If there was a common theme in talking to small town mayors, shopkeepers, professionals, union officials, tradespeople and travelers encountered along the way, it was distaste, even contempt, for what Canberra represents.
Question Time behaviour, in which elected representatives from the Prime Minister down behave like kids in a schoolyard, defines, for many, what is wrong with the country.
It is hard to disagree with the American conservative commentator Cal Thomas, who said after observing a Question Time in May this year: "In Australia, as in the US Congress, schoolchildren and the rest of us are no doubt learning lessons better left unlearned."
Direct beneficiaries of community disgust with the political class are the Leyonhjelms and Pauline Hansons, the latter who thinks nothing of propagating the most outrageous racial slurs to popular acclaim.
In my travels I lost count of people who said to me: "Pauline is saying what we think."

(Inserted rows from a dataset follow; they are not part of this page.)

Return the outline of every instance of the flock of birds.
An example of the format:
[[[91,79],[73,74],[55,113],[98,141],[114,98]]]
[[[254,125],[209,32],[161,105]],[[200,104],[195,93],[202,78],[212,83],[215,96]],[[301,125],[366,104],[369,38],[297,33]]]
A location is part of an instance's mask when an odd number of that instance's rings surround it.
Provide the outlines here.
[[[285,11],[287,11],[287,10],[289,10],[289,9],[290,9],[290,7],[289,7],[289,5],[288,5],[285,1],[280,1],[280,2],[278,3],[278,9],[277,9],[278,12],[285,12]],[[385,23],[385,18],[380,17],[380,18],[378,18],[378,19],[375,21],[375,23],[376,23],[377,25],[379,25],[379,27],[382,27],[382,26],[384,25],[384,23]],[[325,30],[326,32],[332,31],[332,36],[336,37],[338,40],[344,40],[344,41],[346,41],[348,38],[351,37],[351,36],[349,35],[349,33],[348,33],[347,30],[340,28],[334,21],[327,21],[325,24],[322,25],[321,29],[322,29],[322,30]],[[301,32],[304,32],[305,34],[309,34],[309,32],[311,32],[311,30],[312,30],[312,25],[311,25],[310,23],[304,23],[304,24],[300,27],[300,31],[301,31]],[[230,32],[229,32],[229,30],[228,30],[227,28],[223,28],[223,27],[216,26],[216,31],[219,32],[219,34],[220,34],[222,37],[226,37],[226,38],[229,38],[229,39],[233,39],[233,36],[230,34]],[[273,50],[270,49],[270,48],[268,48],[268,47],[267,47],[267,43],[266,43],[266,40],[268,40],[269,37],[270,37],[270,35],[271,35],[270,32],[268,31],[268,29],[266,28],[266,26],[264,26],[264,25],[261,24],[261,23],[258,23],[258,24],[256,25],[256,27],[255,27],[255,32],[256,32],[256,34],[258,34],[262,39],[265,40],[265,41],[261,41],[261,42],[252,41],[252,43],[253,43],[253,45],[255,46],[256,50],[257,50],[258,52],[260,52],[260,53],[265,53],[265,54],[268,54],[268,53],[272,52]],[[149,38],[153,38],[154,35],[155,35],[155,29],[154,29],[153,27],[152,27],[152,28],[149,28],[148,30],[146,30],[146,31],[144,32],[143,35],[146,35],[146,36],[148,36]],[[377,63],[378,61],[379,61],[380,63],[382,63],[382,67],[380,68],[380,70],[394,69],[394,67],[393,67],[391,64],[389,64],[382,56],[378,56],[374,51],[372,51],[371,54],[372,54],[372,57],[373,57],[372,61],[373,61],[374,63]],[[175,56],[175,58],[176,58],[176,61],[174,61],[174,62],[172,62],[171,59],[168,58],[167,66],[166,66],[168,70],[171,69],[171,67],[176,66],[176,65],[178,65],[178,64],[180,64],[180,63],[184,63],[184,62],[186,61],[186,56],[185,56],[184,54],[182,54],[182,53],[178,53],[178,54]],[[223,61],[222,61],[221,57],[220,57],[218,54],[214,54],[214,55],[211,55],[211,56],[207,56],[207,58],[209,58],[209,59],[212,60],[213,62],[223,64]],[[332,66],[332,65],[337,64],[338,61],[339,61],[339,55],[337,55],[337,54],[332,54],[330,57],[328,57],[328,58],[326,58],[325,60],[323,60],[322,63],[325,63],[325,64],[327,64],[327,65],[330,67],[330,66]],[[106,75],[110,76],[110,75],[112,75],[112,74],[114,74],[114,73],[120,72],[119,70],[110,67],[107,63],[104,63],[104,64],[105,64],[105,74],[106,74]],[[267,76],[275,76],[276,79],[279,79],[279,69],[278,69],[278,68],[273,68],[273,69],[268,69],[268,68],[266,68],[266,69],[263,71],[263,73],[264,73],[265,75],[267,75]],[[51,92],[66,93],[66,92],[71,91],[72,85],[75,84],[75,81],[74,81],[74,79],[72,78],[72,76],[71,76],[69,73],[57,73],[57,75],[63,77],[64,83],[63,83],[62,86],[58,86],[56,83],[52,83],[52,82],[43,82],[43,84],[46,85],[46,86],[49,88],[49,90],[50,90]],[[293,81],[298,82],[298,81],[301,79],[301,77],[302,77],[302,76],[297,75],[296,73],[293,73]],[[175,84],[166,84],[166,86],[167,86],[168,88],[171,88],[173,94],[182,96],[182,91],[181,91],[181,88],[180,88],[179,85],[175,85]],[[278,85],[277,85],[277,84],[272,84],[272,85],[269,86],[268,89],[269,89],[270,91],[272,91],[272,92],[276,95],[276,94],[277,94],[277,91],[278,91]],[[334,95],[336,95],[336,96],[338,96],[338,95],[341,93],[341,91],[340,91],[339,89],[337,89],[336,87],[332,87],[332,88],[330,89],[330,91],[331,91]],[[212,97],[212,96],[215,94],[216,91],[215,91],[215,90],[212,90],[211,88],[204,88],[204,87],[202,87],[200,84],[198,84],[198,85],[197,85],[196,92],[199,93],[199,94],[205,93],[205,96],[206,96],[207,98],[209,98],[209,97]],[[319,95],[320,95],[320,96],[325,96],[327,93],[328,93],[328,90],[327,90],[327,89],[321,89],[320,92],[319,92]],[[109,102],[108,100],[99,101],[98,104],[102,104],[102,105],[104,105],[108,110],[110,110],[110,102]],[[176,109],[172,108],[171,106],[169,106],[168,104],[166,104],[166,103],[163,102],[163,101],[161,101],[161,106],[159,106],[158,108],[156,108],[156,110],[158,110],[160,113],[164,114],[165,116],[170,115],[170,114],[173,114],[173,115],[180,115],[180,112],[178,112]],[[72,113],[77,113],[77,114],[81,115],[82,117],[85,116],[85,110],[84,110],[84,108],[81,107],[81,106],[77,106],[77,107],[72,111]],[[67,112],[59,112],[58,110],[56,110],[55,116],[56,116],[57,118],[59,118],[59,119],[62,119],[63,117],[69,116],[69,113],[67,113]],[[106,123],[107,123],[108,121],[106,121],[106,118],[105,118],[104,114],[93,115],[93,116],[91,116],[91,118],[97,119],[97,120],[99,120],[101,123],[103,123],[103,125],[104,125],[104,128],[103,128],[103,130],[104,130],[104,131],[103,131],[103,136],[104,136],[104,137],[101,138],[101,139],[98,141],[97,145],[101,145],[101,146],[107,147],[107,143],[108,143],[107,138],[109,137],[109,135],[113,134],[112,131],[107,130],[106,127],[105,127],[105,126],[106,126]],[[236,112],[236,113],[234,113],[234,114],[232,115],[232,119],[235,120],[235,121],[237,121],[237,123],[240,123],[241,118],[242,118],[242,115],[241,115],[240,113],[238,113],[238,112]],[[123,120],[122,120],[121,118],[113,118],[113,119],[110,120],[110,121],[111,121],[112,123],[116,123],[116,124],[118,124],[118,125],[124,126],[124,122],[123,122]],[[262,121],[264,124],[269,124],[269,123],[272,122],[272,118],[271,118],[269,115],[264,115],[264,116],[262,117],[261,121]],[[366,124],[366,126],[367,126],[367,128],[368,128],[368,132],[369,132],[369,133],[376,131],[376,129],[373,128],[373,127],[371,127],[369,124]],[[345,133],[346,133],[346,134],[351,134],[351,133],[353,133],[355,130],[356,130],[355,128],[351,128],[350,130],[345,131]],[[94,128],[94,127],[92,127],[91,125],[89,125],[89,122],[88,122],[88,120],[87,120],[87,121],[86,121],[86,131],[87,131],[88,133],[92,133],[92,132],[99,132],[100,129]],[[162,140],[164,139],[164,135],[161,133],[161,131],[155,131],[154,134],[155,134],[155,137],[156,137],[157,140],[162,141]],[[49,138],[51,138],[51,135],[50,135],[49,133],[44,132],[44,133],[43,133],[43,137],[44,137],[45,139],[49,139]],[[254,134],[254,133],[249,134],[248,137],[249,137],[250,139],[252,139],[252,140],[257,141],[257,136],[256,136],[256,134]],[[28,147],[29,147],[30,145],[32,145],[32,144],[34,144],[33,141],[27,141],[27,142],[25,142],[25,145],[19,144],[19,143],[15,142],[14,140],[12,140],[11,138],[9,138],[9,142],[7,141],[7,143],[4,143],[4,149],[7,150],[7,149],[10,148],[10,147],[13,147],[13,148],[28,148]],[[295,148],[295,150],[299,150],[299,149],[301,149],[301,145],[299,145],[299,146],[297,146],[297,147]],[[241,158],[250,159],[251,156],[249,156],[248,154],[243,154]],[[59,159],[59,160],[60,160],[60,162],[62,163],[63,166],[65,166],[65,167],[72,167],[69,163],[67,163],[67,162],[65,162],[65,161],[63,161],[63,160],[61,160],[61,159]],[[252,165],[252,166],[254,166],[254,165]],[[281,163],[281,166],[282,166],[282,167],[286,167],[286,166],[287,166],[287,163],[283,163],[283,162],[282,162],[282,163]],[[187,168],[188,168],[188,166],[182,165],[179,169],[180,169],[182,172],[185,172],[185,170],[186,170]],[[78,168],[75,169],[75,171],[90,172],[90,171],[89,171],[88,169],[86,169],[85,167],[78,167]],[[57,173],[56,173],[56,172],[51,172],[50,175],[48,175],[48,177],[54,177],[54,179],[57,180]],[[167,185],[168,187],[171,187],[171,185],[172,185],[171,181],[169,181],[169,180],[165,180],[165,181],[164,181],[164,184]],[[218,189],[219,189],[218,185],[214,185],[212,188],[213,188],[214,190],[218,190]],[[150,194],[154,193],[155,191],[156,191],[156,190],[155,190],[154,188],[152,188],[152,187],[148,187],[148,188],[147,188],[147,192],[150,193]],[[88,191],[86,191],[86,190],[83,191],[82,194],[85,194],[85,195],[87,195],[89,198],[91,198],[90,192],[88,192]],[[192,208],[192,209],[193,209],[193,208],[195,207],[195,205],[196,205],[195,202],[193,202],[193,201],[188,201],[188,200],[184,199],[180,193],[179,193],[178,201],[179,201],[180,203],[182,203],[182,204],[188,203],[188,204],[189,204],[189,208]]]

Bound up with this and the license it gives people such as Leyonhjelm and Hanson are perceptions of a remote Canberra bureaucratic class, divorced from the concerns of the battlers out there.
Critics have a point.
Let's take Broken Hill as an example, where the country's mineral wealth was generated as an alternative to our dependence on wool and wheat.
One hundred and thirty five years after the discovery of silver ore at Broken Hill, the NSW and Commonwealth governments still cannot deliver potable drinking water to its citizens.
This is not good enough.
In all of this distemper there has been a constant since the early 1990s and one that marks this latest period from earlier schisms that fractured the country over issues such as conscription and Vietnam.
This is what has become known as the culture wars. The phrase derives from the 19th century German kulturkampf. This refers to the wrenching struggle between modern nation states and an authoritarian Roman Catholic church.
In its modern Australian guise, the culture wars and its fellow traveller, the history wars, have defined this latest period in ways that have become counterproductive.
Back in 1998 the historian Mark McKenna wrote an excellent paper for the Australian Parliamentary Library – Different Perspectives on Black Armband History – in which he observed the argument was not so much about the nature of history as its use.
McKenna was referring to Geoffrey Blainey's popularisation of a black armband critique in which he took the Manning Clark school to task for emphasising the darker aspects of our history at the expense of our better angels.
John Howard, then at the beginning of an 11-year reign as prime minister, adopted the Blainey view and added his own dimension: he launched a campaign against what he described as "political correctness".
This proved useful to Howard politically, since it enabled him to mobilise a "coalition of the willing" in unrelenting efforts to outflank enemies on the left. In 2006, Howard declared victory in the culture wars but, like Francis Fukuyama's The End of History and the Last Man, this proved premature.
Howard's "political correctness" campaign spawned a whole industry populated by the Inspector Clouseaus of the right, ever alert to examples of post-modernism, moral relativism and its latest politically correct diversion, virtue signaling.
Whatever else might be said about David Leyonhjelm, virtue signaling is not a phrase that immediately comes to mind. His position on a variety of issues, including opposition to gun control, taxes on cigarettes and other libertarian positions, puts him far outside the political mainstream.
However, in an environment in which up to 30 per cent of voters are casting their ballots for minor parties, he stands a reasonable chance of re-election in a half-senate six-horse race if he gets lucky again – as he did in 2013 and 2016 when his position on the ballot paper assured him of a share of the donkey vote.
Whatever headwinds he might face on this occasion – if he stands – including risks of a bad draw on the ballot and financial ruin courtesy of a Hanson-Young lawsuit, one thing Senator Leyonhjelm will not lack is name recognition.
Whether you think that is desirable depends on your point of view. However, in the end, the continued debasement of the language of politics thanks to Leyonhjelm, Hanson and others can't be regarded as a good thing.